Price is the consideration in terms of money paid by consumers for the bundle of benefits he or she derives by using the product or service. In simple terms, it is the exchange value of goods and services in terms of money. Pricing (determination of price to be charged) is another important element of marketing mix and it plays a crucial role in the success of a product in the market.

If the price fixed is high, it is likely to have an adverse effect on the sales volume. If, on the other hand, it is too low, it will adversely affect the profitability. Hence, it has to be fixed after taking various aspects into consideration. The factors usually taken into account while determining the price of a product are:

  1. Cost: No business can survive unless it covers its cost of production and distribution. In large number of products, the retail prices are determined by adding a reasonable profit margin to the cost. Higher the cost, higher is likely to be the price, lower the cost lower the price.

  2. Demand: Demand also affects the price in a big way. When there is limited supply of a product and the demand is high, people buy even if high prices are charged by the producer. But how high the price would be is dependent upon prospective buyers’ capacity and willingness to pay and their preference for the product. In this context, price elasticity, i.e. responsiveness of demand to changes in price should also be kept in view.

  3. Competition: The price charged by the competitor for similar product is an important determinant of price. A marketeer would not like to charge a price higher than the competitor for fear of losing customers. Also, he may avoid charging a price lower than the competitor. Because it may result in price war.

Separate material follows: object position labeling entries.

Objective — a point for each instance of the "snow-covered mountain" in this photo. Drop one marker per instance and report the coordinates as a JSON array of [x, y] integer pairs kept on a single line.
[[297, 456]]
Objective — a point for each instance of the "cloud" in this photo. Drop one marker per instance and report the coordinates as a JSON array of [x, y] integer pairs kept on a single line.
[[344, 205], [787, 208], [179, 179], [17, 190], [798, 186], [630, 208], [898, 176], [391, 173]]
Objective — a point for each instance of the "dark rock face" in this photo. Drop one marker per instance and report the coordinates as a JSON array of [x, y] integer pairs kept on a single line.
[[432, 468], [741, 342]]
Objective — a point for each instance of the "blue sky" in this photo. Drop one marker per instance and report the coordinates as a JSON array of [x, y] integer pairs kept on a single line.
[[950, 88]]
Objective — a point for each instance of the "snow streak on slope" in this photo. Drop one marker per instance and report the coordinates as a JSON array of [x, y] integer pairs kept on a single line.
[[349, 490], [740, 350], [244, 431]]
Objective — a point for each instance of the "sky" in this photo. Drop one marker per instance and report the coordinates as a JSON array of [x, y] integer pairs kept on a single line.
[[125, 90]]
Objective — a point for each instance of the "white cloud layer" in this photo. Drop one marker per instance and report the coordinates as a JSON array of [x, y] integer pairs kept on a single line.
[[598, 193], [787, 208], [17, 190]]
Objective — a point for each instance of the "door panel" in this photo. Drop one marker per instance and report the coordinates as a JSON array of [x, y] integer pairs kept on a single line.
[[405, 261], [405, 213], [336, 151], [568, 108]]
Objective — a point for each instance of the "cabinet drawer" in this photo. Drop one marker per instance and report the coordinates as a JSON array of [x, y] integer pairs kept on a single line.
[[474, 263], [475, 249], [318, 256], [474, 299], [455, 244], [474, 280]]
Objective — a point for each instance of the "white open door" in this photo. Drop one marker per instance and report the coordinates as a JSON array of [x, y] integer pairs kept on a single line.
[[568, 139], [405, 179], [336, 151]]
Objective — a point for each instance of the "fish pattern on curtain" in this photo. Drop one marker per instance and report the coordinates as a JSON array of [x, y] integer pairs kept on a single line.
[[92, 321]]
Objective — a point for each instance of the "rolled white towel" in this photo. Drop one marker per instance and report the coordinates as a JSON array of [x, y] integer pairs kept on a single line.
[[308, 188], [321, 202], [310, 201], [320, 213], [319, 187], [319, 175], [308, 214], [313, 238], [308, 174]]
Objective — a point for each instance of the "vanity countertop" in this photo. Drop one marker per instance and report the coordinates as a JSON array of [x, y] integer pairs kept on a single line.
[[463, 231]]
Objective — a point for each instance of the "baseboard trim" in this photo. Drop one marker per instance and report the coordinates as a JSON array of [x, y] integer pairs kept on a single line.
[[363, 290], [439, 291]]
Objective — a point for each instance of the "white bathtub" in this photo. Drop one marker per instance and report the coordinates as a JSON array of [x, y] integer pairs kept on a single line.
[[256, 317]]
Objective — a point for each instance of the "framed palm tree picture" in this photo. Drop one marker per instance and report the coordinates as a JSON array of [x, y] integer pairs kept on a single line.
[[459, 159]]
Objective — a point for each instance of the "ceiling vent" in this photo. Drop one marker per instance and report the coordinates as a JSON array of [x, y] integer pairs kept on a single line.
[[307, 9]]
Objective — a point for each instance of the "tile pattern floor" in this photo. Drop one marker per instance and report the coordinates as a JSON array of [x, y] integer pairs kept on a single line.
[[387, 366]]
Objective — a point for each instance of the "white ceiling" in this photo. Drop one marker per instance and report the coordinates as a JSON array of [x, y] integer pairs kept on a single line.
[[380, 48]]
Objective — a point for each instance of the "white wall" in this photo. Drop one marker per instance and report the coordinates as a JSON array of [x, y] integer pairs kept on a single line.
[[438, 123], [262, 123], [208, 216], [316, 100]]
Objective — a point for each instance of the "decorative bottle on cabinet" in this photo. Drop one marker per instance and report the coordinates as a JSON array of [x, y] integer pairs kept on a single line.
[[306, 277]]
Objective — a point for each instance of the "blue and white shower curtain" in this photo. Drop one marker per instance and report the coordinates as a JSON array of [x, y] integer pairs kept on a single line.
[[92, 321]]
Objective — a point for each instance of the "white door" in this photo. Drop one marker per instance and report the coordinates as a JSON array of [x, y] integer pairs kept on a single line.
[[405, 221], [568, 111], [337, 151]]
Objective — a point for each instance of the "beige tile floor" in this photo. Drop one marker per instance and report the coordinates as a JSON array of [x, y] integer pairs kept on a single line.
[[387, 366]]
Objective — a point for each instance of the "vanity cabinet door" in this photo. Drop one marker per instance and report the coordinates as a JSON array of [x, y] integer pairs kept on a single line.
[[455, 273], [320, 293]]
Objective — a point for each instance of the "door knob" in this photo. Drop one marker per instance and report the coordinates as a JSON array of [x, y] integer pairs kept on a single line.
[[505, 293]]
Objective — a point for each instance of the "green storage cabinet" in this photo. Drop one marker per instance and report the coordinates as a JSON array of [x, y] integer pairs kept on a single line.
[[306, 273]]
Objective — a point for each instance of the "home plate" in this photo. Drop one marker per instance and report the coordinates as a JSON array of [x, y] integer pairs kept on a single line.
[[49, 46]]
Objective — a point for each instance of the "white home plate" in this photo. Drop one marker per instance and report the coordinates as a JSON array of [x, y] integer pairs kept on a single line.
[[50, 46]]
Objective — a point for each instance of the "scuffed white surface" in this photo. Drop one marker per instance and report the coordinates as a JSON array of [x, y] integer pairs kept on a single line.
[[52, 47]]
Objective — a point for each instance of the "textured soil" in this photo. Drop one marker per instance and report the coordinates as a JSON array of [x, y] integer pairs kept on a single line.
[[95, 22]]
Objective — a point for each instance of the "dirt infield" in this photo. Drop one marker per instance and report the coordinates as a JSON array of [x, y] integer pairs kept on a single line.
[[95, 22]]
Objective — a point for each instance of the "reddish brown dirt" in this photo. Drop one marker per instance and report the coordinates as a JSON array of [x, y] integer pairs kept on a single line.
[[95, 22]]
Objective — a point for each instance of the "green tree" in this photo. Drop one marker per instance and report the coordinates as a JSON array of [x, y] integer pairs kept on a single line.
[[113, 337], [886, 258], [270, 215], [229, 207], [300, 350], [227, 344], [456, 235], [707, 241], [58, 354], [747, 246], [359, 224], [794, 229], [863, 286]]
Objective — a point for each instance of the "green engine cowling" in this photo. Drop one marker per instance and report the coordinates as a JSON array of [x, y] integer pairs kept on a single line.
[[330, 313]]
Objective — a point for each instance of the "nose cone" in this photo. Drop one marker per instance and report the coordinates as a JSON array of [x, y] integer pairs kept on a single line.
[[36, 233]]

  4. Marketing Objectives: A firm may have different marketing objectives such as maximisation of profit, maximisation of sales, bigger market share, survival in the market and so on. The prices have to be determined accordingly. For example, if the objective is to maximise sales or have a bigger market share, a low price will be fixed.

  5. Government Regulation: Prices of some essential products are regulated by the government under the Essential Commodities Act. For example, prior to liberalisation of the economy, cement and steel prices were decided by the government. Hence, it is essential that the existing statutory limits, if any, are also kept in view while determining the prices of products by the producers.